Aus lokalen Protesten wird grenzüberschreitender Widerstand: Zunächst sind einige Dutzend Holländer mit ihren Rädern vor Ort, die sich über den sogenannten Kalkar-Pfennig ärgern, den sie wegen der niederländischen Beteiligung am Bau des "Schnellen Brüters" zahlen müssen. Später demonstrieren 20.000 Holländer, wie sich der Brüter-Gegner und ehemalige Lehrer Bruno Schmitz erinnert, "und auf der anderen Seite gab's nur eine Handvoll Deutsche." Nach diesem Ereignis kooperieren regionale Gruppen über Landesgrenzen hinweg. Bundesweit vernetzen sich Atomkraftgegner aus Wyhl, Grohnde und Brokdorf. Die Bürgerinitiative "Stop Kalkar" entsteht. Im September 1977 beteiligen sich rund 50.000 Menschen an der bis dahin größten Anti-AKW-Demo in der Bundesrepublik.

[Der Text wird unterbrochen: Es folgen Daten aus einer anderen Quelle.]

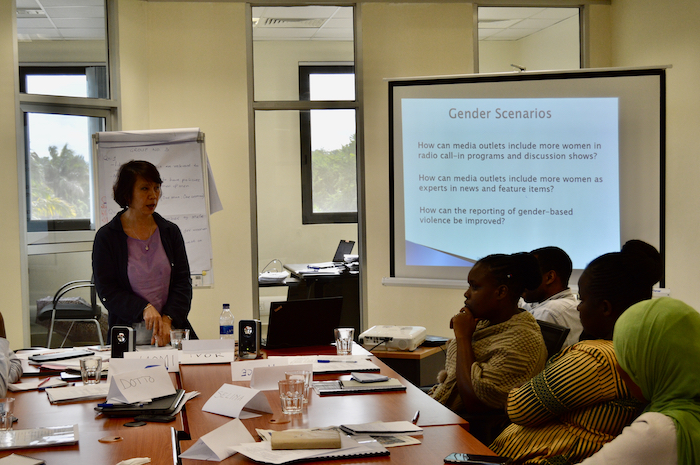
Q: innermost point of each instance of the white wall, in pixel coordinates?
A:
(13, 300)
(556, 47)
(666, 33)
(399, 40)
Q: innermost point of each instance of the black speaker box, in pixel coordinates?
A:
(248, 339)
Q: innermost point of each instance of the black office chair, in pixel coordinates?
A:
(73, 311)
(554, 336)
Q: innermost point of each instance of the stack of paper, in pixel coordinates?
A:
(323, 388)
(262, 451)
(273, 277)
(39, 437)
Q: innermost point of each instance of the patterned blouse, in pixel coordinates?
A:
(507, 355)
(567, 412)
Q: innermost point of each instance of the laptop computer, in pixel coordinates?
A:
(303, 323)
(344, 248)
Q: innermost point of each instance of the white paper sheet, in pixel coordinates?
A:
(218, 444)
(169, 357)
(204, 358)
(140, 385)
(229, 400)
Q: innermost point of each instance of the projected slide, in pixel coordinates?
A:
(506, 175)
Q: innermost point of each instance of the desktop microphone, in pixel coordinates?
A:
(122, 340)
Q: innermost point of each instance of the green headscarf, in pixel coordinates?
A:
(657, 342)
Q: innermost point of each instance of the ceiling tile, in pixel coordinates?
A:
(506, 12)
(536, 24)
(76, 12)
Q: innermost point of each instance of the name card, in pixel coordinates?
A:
(230, 399)
(203, 358)
(209, 345)
(243, 371)
(138, 380)
(169, 357)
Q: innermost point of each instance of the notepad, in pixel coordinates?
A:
(305, 439)
(383, 428)
(75, 393)
(39, 437)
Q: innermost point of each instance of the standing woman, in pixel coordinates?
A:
(497, 346)
(139, 261)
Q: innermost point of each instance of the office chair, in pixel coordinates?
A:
(72, 311)
(553, 335)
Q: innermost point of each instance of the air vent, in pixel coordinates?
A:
(31, 13)
(291, 22)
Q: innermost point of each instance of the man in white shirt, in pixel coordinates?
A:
(10, 365)
(553, 301)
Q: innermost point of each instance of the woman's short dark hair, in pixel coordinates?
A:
(626, 277)
(518, 271)
(126, 179)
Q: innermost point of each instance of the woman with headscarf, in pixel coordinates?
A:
(658, 352)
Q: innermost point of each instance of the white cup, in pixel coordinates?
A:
(343, 340)
(6, 408)
(91, 369)
(291, 395)
(177, 336)
(304, 375)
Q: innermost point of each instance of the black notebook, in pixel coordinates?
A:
(161, 406)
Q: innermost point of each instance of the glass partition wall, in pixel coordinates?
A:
(65, 97)
(305, 113)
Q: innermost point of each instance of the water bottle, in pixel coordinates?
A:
(226, 323)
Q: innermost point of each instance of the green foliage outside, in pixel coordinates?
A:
(60, 185)
(334, 179)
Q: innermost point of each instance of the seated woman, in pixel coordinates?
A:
(497, 346)
(657, 348)
(579, 402)
(139, 261)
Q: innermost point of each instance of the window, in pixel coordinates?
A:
(328, 148)
(66, 81)
(64, 100)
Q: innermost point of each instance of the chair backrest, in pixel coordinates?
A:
(553, 335)
(72, 285)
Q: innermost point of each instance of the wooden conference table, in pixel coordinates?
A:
(444, 432)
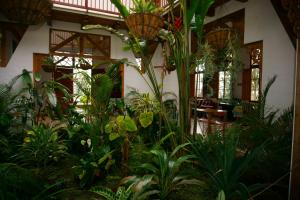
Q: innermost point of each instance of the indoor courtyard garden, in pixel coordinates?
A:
(166, 100)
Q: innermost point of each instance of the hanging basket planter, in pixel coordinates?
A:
(48, 68)
(144, 25)
(85, 66)
(29, 12)
(218, 38)
(285, 4)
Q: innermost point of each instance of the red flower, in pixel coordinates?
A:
(178, 23)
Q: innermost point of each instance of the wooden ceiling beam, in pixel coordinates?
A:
(63, 43)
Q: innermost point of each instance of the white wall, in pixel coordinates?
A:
(262, 23)
(36, 40)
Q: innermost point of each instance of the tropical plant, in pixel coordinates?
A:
(93, 164)
(143, 106)
(97, 90)
(121, 194)
(163, 173)
(20, 183)
(221, 157)
(42, 145)
(144, 6)
(259, 123)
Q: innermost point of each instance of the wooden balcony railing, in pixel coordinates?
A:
(100, 6)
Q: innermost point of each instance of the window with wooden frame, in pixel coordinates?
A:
(199, 80)
(81, 53)
(252, 76)
(10, 36)
(224, 89)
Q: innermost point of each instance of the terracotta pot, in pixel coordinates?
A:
(48, 68)
(144, 25)
(85, 66)
(218, 38)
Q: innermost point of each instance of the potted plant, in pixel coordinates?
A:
(83, 64)
(48, 64)
(144, 21)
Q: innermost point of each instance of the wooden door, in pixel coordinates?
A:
(246, 85)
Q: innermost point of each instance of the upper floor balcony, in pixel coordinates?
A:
(103, 7)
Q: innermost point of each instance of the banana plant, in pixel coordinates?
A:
(163, 173)
(121, 194)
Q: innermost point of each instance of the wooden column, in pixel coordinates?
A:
(295, 167)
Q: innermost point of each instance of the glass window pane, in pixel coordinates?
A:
(254, 84)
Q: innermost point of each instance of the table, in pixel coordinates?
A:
(210, 112)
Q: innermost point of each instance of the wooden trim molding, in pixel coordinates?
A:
(295, 166)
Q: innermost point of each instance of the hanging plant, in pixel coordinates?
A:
(218, 38)
(144, 21)
(48, 64)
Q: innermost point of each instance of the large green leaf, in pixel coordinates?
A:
(122, 9)
(199, 8)
(108, 128)
(130, 124)
(221, 195)
(52, 97)
(113, 136)
(146, 119)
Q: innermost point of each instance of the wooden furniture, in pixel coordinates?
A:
(210, 118)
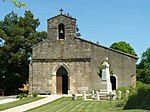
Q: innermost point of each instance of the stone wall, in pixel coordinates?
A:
(43, 77)
(80, 57)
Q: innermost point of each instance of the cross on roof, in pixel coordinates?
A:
(61, 10)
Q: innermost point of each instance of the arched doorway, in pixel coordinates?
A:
(62, 81)
(113, 82)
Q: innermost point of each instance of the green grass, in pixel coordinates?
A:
(65, 104)
(18, 103)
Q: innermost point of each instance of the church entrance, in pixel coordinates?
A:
(62, 81)
(113, 82)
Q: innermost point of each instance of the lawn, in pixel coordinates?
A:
(18, 103)
(66, 104)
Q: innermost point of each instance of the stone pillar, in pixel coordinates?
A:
(97, 95)
(119, 95)
(127, 93)
(30, 78)
(106, 86)
(84, 95)
(93, 97)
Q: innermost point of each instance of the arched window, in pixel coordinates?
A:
(61, 31)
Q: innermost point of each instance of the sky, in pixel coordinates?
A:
(105, 21)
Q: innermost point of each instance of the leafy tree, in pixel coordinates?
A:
(17, 36)
(16, 3)
(124, 47)
(143, 68)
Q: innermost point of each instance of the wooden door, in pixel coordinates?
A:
(59, 84)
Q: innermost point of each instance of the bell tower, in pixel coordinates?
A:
(61, 27)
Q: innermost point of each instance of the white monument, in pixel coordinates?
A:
(106, 86)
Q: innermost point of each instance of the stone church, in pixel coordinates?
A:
(68, 64)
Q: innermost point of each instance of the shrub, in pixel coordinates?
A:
(140, 100)
(139, 84)
(22, 95)
(34, 94)
(123, 90)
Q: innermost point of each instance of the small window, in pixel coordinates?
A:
(61, 31)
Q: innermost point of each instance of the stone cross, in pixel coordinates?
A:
(93, 97)
(61, 10)
(127, 93)
(84, 95)
(97, 95)
(105, 70)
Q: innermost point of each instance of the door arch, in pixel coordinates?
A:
(62, 81)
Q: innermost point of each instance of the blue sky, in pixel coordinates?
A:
(106, 21)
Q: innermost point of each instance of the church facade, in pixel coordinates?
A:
(68, 64)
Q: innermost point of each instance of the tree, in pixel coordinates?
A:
(124, 47)
(143, 68)
(17, 36)
(17, 4)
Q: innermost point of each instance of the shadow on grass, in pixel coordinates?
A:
(140, 100)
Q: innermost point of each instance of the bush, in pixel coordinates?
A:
(123, 90)
(140, 100)
(34, 94)
(22, 95)
(139, 84)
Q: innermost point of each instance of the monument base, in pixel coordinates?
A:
(106, 89)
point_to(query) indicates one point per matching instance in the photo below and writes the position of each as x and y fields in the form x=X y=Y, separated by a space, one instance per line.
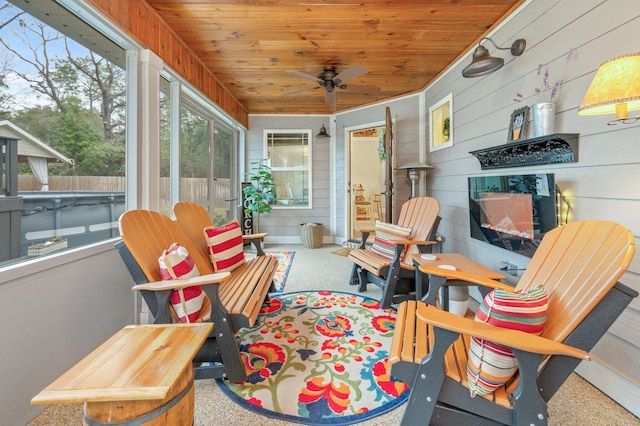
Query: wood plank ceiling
x=249 y=45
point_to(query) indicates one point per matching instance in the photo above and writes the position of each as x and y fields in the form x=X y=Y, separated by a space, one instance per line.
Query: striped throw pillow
x=176 y=263
x=225 y=246
x=491 y=365
x=385 y=232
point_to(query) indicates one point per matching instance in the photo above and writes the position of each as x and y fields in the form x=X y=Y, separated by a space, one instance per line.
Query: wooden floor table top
x=462 y=263
x=139 y=362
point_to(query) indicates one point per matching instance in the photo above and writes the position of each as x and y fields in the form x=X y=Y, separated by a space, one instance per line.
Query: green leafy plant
x=261 y=194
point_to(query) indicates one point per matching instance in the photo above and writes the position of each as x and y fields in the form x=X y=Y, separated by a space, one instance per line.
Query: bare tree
x=45 y=81
x=10 y=19
x=105 y=84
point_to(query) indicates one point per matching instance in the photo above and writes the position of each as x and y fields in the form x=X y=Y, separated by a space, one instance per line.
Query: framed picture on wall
x=518 y=124
x=441 y=124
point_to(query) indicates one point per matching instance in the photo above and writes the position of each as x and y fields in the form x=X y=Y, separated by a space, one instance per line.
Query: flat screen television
x=512 y=212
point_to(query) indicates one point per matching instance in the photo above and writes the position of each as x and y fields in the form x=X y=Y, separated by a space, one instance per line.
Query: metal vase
x=543 y=117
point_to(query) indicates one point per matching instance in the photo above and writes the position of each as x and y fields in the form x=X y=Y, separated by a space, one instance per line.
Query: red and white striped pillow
x=491 y=365
x=176 y=263
x=225 y=246
x=385 y=232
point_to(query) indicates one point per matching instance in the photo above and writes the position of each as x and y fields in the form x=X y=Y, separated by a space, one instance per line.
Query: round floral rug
x=319 y=358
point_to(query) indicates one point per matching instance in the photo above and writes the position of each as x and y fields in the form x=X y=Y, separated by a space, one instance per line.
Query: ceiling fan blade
x=353 y=72
x=361 y=89
x=330 y=98
x=300 y=91
x=303 y=75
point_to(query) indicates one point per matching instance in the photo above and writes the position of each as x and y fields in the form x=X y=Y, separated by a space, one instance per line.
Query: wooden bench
x=579 y=265
x=141 y=375
x=235 y=298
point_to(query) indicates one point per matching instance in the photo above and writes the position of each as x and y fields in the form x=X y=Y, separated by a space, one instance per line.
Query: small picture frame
x=518 y=124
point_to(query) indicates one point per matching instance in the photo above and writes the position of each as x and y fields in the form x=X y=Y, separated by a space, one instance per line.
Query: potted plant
x=261 y=194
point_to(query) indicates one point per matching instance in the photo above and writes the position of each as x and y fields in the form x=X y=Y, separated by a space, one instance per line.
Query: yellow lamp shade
x=615 y=89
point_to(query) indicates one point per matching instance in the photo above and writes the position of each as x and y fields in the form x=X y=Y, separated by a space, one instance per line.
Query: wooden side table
x=143 y=373
x=461 y=263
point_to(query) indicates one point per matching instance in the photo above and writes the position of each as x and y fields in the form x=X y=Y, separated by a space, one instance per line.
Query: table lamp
x=413 y=173
x=615 y=89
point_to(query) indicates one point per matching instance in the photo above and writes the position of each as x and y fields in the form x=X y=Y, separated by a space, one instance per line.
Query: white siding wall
x=603 y=184
x=282 y=224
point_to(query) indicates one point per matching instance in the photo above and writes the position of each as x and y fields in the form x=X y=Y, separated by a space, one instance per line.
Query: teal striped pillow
x=385 y=232
x=491 y=365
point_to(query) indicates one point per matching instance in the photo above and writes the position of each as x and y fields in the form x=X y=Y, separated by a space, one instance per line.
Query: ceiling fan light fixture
x=483 y=63
x=323 y=133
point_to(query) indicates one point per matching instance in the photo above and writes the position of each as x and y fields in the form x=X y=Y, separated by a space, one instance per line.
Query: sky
x=11 y=34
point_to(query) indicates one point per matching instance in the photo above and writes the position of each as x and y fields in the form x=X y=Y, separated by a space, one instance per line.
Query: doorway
x=367 y=166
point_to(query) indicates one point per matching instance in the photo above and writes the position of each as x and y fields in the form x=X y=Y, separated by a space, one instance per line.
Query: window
x=289 y=154
x=62 y=95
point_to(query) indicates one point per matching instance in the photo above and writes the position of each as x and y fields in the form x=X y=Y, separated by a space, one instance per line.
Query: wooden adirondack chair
x=193 y=218
x=234 y=298
x=579 y=265
x=395 y=276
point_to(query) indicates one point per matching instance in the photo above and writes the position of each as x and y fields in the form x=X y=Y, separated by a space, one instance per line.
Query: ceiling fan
x=329 y=79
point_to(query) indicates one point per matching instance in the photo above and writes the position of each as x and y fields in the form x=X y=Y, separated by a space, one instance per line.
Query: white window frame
x=308 y=168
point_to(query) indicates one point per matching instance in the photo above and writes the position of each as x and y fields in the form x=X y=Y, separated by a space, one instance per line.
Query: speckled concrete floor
x=576 y=403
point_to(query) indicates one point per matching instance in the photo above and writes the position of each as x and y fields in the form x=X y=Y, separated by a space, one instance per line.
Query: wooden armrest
x=503 y=336
x=464 y=276
x=190 y=282
x=413 y=242
x=254 y=236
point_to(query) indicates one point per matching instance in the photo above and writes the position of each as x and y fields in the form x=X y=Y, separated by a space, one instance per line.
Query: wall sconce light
x=483 y=63
x=323 y=133
x=413 y=173
x=615 y=89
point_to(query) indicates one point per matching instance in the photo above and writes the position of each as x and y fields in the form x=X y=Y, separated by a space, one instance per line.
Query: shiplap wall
x=603 y=184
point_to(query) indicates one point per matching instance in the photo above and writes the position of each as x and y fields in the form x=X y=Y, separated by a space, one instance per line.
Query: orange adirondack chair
x=579 y=265
x=395 y=276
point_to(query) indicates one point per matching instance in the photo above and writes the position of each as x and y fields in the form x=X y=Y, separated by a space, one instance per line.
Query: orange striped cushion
x=385 y=232
x=225 y=246
x=491 y=365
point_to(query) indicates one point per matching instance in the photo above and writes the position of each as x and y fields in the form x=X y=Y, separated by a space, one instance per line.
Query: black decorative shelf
x=549 y=149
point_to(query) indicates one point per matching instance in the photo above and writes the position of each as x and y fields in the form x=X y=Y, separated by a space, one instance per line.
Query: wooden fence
x=191 y=189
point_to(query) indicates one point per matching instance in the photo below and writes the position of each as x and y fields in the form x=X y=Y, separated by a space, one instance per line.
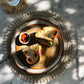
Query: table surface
x=72 y=11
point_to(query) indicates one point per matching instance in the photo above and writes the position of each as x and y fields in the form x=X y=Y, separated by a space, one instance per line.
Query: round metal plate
x=32 y=27
x=69 y=45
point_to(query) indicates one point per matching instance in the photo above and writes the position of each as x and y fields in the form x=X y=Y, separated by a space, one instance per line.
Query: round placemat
x=13 y=6
x=69 y=46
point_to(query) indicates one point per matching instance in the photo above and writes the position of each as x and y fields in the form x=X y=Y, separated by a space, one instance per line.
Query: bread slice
x=31 y=53
x=47 y=33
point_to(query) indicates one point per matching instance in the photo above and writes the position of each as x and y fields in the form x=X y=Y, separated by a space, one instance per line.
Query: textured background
x=72 y=11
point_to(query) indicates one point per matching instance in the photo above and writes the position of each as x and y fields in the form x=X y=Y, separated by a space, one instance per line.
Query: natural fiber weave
x=13 y=9
x=69 y=46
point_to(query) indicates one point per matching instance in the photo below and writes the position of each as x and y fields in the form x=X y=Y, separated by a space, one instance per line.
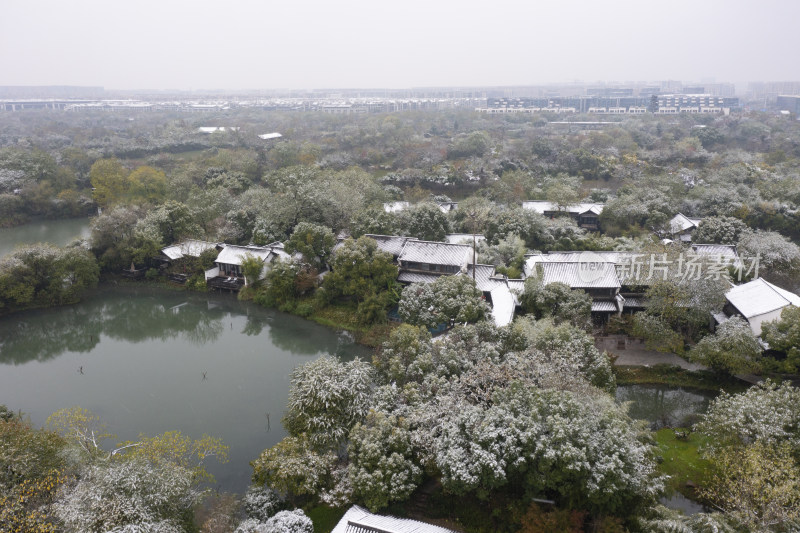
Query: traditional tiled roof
x=189 y=247
x=233 y=255
x=446 y=207
x=417 y=277
x=727 y=252
x=392 y=244
x=634 y=303
x=604 y=306
x=577 y=209
x=581 y=276
x=436 y=253
x=463 y=238
x=759 y=297
x=483 y=275
x=516 y=284
x=359 y=520
x=681 y=222
x=503 y=304
x=393 y=207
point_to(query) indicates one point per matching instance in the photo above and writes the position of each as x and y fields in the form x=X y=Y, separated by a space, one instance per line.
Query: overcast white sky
x=251 y=44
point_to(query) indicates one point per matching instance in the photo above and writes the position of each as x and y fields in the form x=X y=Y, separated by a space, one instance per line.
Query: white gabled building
x=394 y=207
x=587 y=215
x=759 y=301
x=228 y=269
x=359 y=520
x=188 y=248
x=681 y=227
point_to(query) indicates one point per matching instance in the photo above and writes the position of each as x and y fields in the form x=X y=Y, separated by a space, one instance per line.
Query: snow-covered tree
x=120 y=496
x=293 y=468
x=382 y=467
x=327 y=398
x=571 y=350
x=581 y=450
x=775 y=252
x=315 y=242
x=448 y=300
x=359 y=269
x=405 y=345
x=732 y=348
x=758 y=485
x=719 y=230
x=283 y=522
x=765 y=412
x=783 y=335
x=261 y=502
x=558 y=301
x=425 y=221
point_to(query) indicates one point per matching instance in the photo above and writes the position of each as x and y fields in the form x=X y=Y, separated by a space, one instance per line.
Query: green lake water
x=664 y=406
x=149 y=360
x=58 y=232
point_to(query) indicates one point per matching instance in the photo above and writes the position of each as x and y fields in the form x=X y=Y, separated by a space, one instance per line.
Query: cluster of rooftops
x=610 y=278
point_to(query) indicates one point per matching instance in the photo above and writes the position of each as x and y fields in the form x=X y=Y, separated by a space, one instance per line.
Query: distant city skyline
x=263 y=45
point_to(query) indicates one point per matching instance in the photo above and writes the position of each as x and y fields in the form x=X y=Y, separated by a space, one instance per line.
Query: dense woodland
x=496 y=417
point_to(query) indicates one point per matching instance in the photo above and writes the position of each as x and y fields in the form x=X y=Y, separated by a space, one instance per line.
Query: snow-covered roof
x=503 y=304
x=759 y=297
x=214 y=129
x=463 y=238
x=189 y=247
x=359 y=520
x=581 y=275
x=542 y=207
x=417 y=277
x=604 y=306
x=392 y=244
x=233 y=255
x=633 y=302
x=446 y=207
x=681 y=222
x=436 y=253
x=483 y=276
x=393 y=207
x=723 y=251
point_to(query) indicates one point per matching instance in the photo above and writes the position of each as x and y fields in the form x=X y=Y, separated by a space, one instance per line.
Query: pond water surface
x=664 y=406
x=149 y=360
x=58 y=232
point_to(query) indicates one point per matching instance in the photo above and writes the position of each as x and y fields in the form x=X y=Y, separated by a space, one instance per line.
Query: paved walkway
x=631 y=352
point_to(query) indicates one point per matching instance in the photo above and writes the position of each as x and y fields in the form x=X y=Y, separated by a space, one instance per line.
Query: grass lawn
x=343 y=316
x=678 y=377
x=325 y=518
x=682 y=460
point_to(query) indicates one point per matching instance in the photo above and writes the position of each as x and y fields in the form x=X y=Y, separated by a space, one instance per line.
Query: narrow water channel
x=149 y=360
x=58 y=232
x=664 y=406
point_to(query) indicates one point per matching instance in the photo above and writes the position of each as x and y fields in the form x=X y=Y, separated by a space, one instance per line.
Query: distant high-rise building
x=789 y=103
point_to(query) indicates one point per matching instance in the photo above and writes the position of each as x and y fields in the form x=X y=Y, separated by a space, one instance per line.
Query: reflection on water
x=680 y=502
x=664 y=406
x=58 y=232
x=143 y=353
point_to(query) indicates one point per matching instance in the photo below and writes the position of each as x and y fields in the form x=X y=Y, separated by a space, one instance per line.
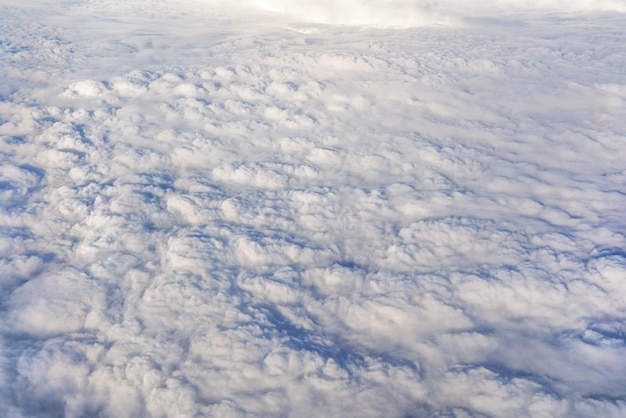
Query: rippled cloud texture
x=211 y=213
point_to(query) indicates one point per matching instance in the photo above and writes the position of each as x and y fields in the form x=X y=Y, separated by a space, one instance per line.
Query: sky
x=283 y=209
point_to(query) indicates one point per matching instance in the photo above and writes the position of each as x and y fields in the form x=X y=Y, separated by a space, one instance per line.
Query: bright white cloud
x=229 y=217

In den folgenden 14 Jahren schenken sich Anhänger wie Gegner nichts. Immer wieder kommt es zu Verzögerungen und Baustopps - wegen erhöhter Sicherheitsauflagen und fehlender Teilerrichtungsgenehmigungen. Zwar wird der Brüter 1985 fertiggestellt, doch nun verweigert die sozialdemokratische NRW-Landesregierung unter Ministerpräsident Johannes Rau die Betriebsgenehmigung. Das "Höllenfeuer" dürfe nicht entfacht werden, sagt SPD-Landtagsfraktionschef Friedhelm Farthmann - nachdem er zuvor in seiner Zeit als Minister auch für die Atomenergie zuständig war und mehrere Genehmigungen für den "Schnellen Brüter" erteilt hatte. Nach der Atom-Katastrophe in Tschernobyl im April 1986 dauert es noch fünf Jahre, bis das Projekt "SNR-300" offiziell beendet wird: Bundesforschungsminister Heinz Riesenhuber (CDU) verkündet 1991 das Aus für den "Schnellen Brüter" - zu unsicher, zu teuer. Statt der ursprünglich kalkulierten 940 Millionen D-Mark kostet er mindestens sieben Milliarden D-Mark. Vier Jahre später kauft ein niederländischer Unternehmer das Kraftwerk, das nie ans Netz gegangen ist, und wandelt es in einen Freizeitpark um.